Chunk #47 — Review — Chromatin accessibility high-throughput sequence data analysis — Stage 4 analysis

Source: Chromatin accessibility: a window into the genome.
Embedded: yes

Text

Data annotation and integration represents the final and most informative stage of analysis and requires computational and genomics background on genomic organization and structure (Step 16). After identification of enriched regions and estimation of metrics of nucleosome organization and TF occupancy, it is often desirable to evaluate this data in light of relevant information from other experiments. For example, a researcher can evaluate the overlap or association of the sequence data with genomic features (that is promoters, introns, intergenic regions, TSSs, TTSs) and ontological entities (that is molecular functions, biological processes, cellular components, disease ontologies, and so on).
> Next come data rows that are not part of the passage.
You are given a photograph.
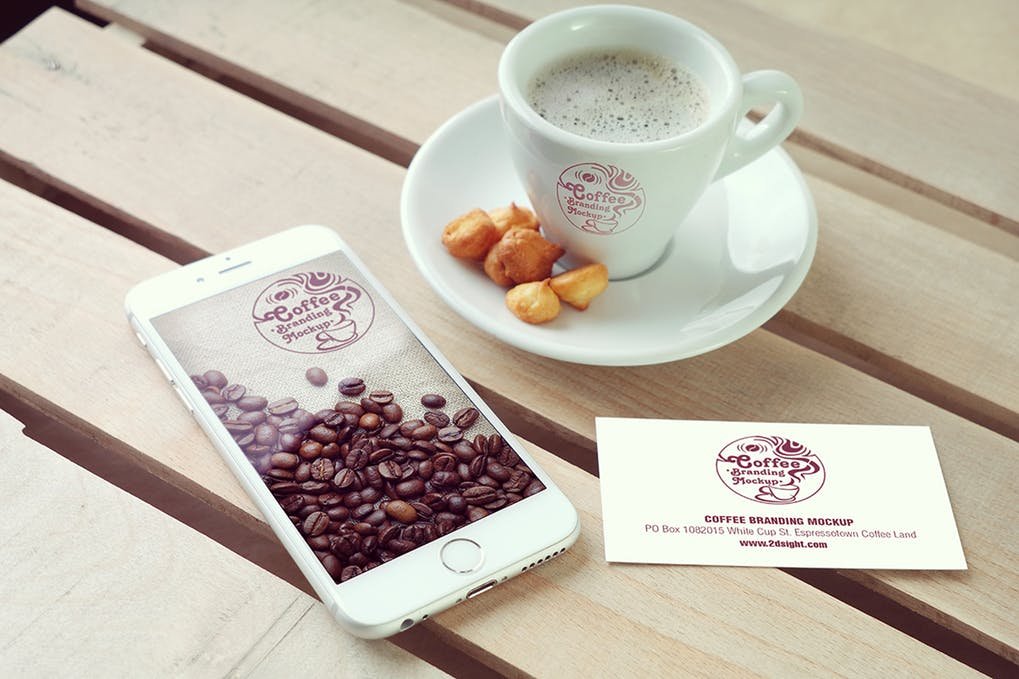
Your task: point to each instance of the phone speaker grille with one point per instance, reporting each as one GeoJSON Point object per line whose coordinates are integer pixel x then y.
{"type": "Point", "coordinates": [542, 560]}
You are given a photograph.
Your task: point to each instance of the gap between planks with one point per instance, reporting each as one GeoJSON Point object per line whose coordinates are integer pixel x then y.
{"type": "Point", "coordinates": [399, 150]}
{"type": "Point", "coordinates": [93, 449]}
{"type": "Point", "coordinates": [786, 323]}
{"type": "Point", "coordinates": [179, 498]}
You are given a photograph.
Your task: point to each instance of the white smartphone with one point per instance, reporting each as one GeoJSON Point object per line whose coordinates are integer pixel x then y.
{"type": "Point", "coordinates": [391, 484]}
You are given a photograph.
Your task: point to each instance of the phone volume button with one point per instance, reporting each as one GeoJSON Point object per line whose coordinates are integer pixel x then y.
{"type": "Point", "coordinates": [166, 373]}
{"type": "Point", "coordinates": [183, 399]}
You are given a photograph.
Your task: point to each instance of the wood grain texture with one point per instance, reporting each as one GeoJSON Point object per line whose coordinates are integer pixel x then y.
{"type": "Point", "coordinates": [95, 582]}
{"type": "Point", "coordinates": [676, 617]}
{"type": "Point", "coordinates": [883, 292]}
{"type": "Point", "coordinates": [874, 114]}
{"type": "Point", "coordinates": [254, 155]}
{"type": "Point", "coordinates": [973, 41]}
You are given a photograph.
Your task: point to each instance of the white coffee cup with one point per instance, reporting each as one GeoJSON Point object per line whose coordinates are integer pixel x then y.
{"type": "Point", "coordinates": [664, 177]}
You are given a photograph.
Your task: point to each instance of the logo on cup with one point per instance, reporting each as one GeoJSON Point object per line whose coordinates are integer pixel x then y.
{"type": "Point", "coordinates": [771, 470]}
{"type": "Point", "coordinates": [313, 312]}
{"type": "Point", "coordinates": [600, 199]}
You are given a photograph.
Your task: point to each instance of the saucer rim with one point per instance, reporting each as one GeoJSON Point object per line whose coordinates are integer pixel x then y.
{"type": "Point", "coordinates": [603, 357]}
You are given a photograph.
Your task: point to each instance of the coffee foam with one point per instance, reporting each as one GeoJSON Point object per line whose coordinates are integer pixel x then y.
{"type": "Point", "coordinates": [620, 96]}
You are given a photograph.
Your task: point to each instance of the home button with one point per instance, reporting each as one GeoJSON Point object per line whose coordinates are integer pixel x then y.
{"type": "Point", "coordinates": [462, 556]}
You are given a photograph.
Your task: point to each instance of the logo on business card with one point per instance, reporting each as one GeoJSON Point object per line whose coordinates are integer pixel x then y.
{"type": "Point", "coordinates": [772, 470]}
{"type": "Point", "coordinates": [599, 199]}
{"type": "Point", "coordinates": [313, 312]}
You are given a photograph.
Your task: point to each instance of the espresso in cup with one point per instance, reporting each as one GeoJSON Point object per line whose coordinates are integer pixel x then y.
{"type": "Point", "coordinates": [624, 96]}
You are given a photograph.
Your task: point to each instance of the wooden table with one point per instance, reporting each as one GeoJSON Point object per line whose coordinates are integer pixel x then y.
{"type": "Point", "coordinates": [188, 127]}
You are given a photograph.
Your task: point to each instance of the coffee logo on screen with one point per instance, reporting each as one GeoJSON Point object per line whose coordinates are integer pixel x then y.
{"type": "Point", "coordinates": [600, 199]}
{"type": "Point", "coordinates": [313, 312]}
{"type": "Point", "coordinates": [772, 470]}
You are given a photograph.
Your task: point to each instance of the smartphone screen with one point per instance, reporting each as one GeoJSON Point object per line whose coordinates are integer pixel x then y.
{"type": "Point", "coordinates": [365, 440]}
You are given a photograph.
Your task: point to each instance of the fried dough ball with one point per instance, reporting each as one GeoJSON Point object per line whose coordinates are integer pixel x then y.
{"type": "Point", "coordinates": [579, 286]}
{"type": "Point", "coordinates": [513, 216]}
{"type": "Point", "coordinates": [533, 302]}
{"type": "Point", "coordinates": [471, 236]}
{"type": "Point", "coordinates": [521, 256]}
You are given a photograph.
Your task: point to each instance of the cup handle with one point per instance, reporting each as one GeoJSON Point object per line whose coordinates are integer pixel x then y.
{"type": "Point", "coordinates": [763, 87]}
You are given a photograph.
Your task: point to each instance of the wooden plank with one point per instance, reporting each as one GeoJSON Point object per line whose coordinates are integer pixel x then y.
{"type": "Point", "coordinates": [894, 303]}
{"type": "Point", "coordinates": [95, 582]}
{"type": "Point", "coordinates": [255, 155]}
{"type": "Point", "coordinates": [527, 626]}
{"type": "Point", "coordinates": [315, 52]}
{"type": "Point", "coordinates": [973, 41]}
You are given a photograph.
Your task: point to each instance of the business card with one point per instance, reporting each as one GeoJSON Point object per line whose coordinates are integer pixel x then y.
{"type": "Point", "coordinates": [752, 493]}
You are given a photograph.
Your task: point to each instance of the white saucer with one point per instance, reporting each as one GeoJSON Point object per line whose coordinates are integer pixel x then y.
{"type": "Point", "coordinates": [735, 261]}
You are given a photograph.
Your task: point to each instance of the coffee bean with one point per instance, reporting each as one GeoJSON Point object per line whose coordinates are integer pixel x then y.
{"type": "Point", "coordinates": [315, 524]}
{"type": "Point", "coordinates": [232, 393]}
{"type": "Point", "coordinates": [250, 403]}
{"type": "Point", "coordinates": [380, 455]}
{"type": "Point", "coordinates": [266, 434]}
{"type": "Point", "coordinates": [344, 478]}
{"type": "Point", "coordinates": [284, 460]}
{"type": "Point", "coordinates": [466, 418]}
{"type": "Point", "coordinates": [357, 459]}
{"type": "Point", "coordinates": [352, 385]}
{"type": "Point", "coordinates": [437, 419]}
{"type": "Point", "coordinates": [444, 462]}
{"type": "Point", "coordinates": [389, 470]}
{"type": "Point", "coordinates": [477, 466]}
{"type": "Point", "coordinates": [401, 511]}
{"type": "Point", "coordinates": [291, 504]}
{"type": "Point", "coordinates": [465, 451]}
{"type": "Point", "coordinates": [282, 407]}
{"type": "Point", "coordinates": [256, 417]}
{"type": "Point", "coordinates": [369, 421]}
{"type": "Point", "coordinates": [332, 566]}
{"type": "Point", "coordinates": [423, 510]}
{"type": "Point", "coordinates": [338, 513]}
{"type": "Point", "coordinates": [323, 433]}
{"type": "Point", "coordinates": [533, 487]}
{"type": "Point", "coordinates": [497, 471]}
{"type": "Point", "coordinates": [400, 545]}
{"type": "Point", "coordinates": [322, 469]}
{"type": "Point", "coordinates": [449, 434]}
{"type": "Point", "coordinates": [350, 572]}
{"type": "Point", "coordinates": [426, 469]}
{"type": "Point", "coordinates": [310, 450]}
{"type": "Point", "coordinates": [362, 511]}
{"type": "Point", "coordinates": [316, 376]}
{"type": "Point", "coordinates": [411, 488]}
{"type": "Point", "coordinates": [432, 401]}
{"type": "Point", "coordinates": [424, 432]}
{"type": "Point", "coordinates": [479, 494]}
{"type": "Point", "coordinates": [215, 378]}
{"type": "Point", "coordinates": [457, 504]}
{"type": "Point", "coordinates": [445, 478]}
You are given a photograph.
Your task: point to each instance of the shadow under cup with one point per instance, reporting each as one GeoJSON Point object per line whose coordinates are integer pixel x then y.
{"type": "Point", "coordinates": [666, 176]}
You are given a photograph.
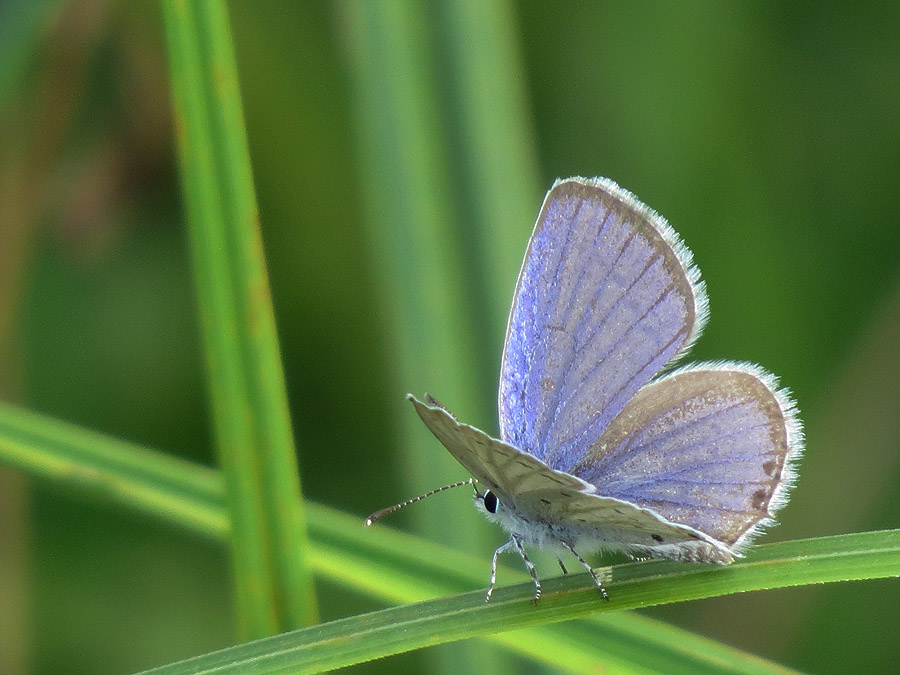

For that purpose, BedTools (documentation is available at http://bedtools.readthedocs.org) and its sister PyBEDTools represent a versatile suite of utilities for a variety of comparative and exploratory operations on genomic features such as identifying overlap between two datasets, extracting unique features, and merging enriched regions using a predefined distance value [141, 142, 152]. Also the UCSC genome browser offers a suite of similar utilities specifically tailored for data file conversions (http://genome.ucsc.edu/util.html). Identified chromatin accessible locations can be compared against functional annotations with GREAT, to identify significantly enriched pathways or ontologies and direct future hypotheses [153].